Using this property, we can proceed:
$\gcd(a,b)|a,b$, so $c\gcd(a,b)|ac,ab$, so $c\gcd(a,b) |\gcd(ac,bc)$. Conversely, $c|\gcd(ac,bc)$, so $\frac{1}{c}\gcd(ac,bc)|\frac{1}{c}(ac),\frac{1}{c}(bc)$; hence $\frac{1}{c}\gcd(ac,bc)|a,b$, so $\frac{1}{c}\gcd(ac,bc)|\gcd(a,b)$. Hence $\gcd(ac,bc)|c\gcd(a,b)$. Thus, $c\gcd(a,b)=\gcd(ac,bc)$.
$\def\lcm{\mathrm{lcm}}$We can use the dual of the gcd, the lcm. $m=\lcm(a,b)$ if and only if:
- $a|m$ and $b|m$; and
- If $a|k$ and $b|k$, then $m|k$.
Since $\gcd(a,b)\lcm(a,b) = |ab|$, we have: $\begin{align*} a|c\text{ and }b|c &\iff \lcm(a,b)|c\\ &\iff \frac{|ab|}{\gcd(a,b)}|c\\ &\iff |ab||\gcd(a,b)c\\ &\iff ab|\gcd(a,b)c. \end{align*}$ In particular, if $\gcd(a,b)=1$, then $ab|c$.
Or, if you don't want to use the lcm (or the formula $\gcd(a,b)\lcm(a,b)=|ab|$), note that $ab|c$ if and only if $\gcd(ab,c)=ab$. Since $a|c$ we can write $c=ak$, so \gcd(ab,c) = \gcd(ab,ak) = a\gcd(b,k)$.
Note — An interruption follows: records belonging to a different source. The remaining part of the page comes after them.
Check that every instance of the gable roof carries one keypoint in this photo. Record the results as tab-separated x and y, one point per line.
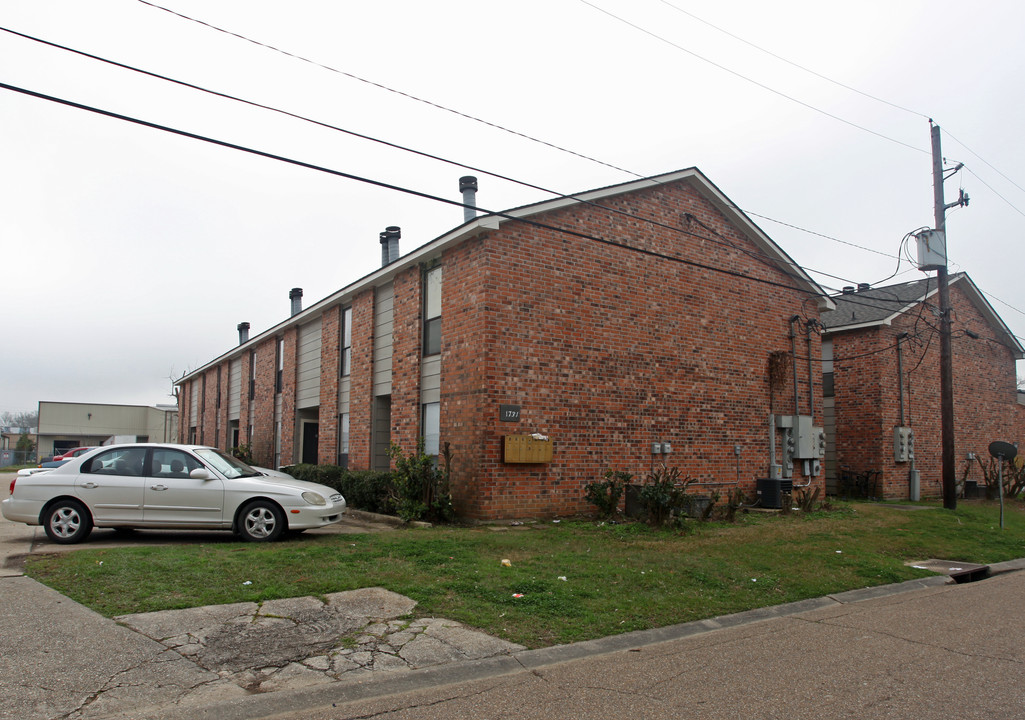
880	306
493	221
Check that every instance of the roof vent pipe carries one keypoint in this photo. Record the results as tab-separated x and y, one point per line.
467	186
390	244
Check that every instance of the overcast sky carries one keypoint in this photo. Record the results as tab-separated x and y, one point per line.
130	254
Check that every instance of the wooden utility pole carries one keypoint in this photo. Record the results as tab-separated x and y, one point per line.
946	365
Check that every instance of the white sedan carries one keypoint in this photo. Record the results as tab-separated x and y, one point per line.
168	486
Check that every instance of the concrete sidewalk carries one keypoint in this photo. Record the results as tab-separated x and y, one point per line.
59	659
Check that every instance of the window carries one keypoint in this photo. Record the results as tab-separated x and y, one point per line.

Since $b|c = ak$, and $\gcd(a,b)=1$, then $b|k$, so we can write $k=b\ell$. So \gcd(ab,c) = \gcd(ab,ak) = a\gcd(b,k) = a\gcd(b,b\ell) = ab\gcd(1,\ell) = ab.$ Therefore, ab|c.
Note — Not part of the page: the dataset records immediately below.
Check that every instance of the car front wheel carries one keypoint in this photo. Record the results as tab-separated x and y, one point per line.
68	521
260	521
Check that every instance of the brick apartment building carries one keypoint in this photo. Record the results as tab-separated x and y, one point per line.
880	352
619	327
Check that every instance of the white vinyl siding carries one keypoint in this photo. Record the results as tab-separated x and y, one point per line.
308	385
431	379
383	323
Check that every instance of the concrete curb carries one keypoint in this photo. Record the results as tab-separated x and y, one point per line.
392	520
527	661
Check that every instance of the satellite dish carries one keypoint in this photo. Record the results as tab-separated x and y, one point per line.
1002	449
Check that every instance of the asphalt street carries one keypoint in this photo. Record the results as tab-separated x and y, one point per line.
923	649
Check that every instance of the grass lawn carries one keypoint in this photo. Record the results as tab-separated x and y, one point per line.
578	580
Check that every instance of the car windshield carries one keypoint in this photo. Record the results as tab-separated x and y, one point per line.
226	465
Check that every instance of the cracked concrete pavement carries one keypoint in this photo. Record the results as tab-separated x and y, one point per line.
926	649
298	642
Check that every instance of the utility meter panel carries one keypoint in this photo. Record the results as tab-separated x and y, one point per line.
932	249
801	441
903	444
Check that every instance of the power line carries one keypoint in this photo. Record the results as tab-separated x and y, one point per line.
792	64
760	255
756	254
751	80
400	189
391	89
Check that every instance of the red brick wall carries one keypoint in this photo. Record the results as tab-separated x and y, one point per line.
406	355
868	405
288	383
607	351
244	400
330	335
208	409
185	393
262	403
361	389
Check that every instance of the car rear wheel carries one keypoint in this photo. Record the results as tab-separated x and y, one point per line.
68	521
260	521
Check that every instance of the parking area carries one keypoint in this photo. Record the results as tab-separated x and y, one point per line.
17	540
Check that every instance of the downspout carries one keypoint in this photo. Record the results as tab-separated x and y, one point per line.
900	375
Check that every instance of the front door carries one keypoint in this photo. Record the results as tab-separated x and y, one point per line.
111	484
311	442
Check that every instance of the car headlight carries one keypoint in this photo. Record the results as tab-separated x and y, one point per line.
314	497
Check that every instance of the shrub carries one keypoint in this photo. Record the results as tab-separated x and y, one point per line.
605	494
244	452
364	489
Number 3 is incorrect as currently stated. The fact that you can find some x$, $y$, and $z$ such that $\gcd(a,b,c) = ax+by+cz$, follows from the fact that $\gcd(a,b,c)=\gcd(\gcd(a,b),c)$ (check the universal property), and that $\gcd(a,b)$ can be expressed as $ak+b\ell$ for some $k,\ell\in\mathbb{Z}$.